第三話 白山の初夜

二十一時、入浴の時間となった。


浴室は一階に三つ、二階に五つある。


幸い、脱衣所も浴室も個室だ。


脱衣所で一冴は服を脱ぐ。


ブラジャーのついた平たい胸が露わとなった。中には、シリコン製の人工乳房が入っている。


女装するだけならば変態ではない気がしていた。しかし、ブラジャーをつけると変態のような気がする。だが、女性として胸がないわけにはいかない。加えて、ブラジャーを全く持っていないのは怪しまれる。


人工乳房は大きすぎるとバレかねない。
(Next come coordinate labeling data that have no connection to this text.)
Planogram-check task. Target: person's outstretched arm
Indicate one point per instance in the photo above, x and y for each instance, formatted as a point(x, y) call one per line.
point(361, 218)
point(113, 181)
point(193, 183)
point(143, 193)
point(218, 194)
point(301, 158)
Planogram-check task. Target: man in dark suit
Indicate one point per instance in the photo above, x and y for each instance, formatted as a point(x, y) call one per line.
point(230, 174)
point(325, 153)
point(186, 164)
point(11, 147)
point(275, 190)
ゆえに、「上原いちご」は貧乳という設定になった。


スカートとショーツを脱ぐ。


ショーツの下には、Tバックのような別の下着をつけている。


これこそ、男性器を下向きに固定する衣具――ペニスストッキングだ。これを装着することにより、ショーツを履こうがスクール水着を着ようが、外側からは「ついていない」ように見える。


事実、中学時代に一冴は見たことがある――体操着を着たクラスメイトの男子が体育坐りをしているとき、太ももの奥で稲荷寿司のような物がはみ出ているのを。しかし、このペニスストッキングさえ装着すれば、そのような事故も防ぐことができる。
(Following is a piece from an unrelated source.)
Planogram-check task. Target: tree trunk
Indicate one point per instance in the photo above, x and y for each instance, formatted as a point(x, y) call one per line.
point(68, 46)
無論、股間は窮屈に感じられた。何しろ、陰茎と陰嚢を尻の方へ引っ張っているのだ。性的な衝動があった時は特に困る。


浴室へ這入った。


身体を洗い、髭と臑毛すねげを剃る。まだ薄いとは言え、安心はできない。


湯船に浸かる。


一日ぶりに、「上原一冴」へと戻ったような気がした。


声でさえも、本来のものは一日中、出せなかったのだ。


蘭の姿を思い出す。


長く秘め続けた心は、一つの言葉として結実していた。


――貴女が好きです。


だが、それさえ言えないまま三年近くが経つ。


中学のときは近づけなかった。同じ寮になったからといって、近づけるとは限らない。


しかも今の自分は「女子」だ。それなのに、蘭は好きになってくれるだろうか。


それとも、「女子だから」好きになるのだろうか。そうなると、男子だと判った後はどうなるのだろう。


――性的指向が分からない。


いきなり告白はできない。まずは蘭と親しくならなくては。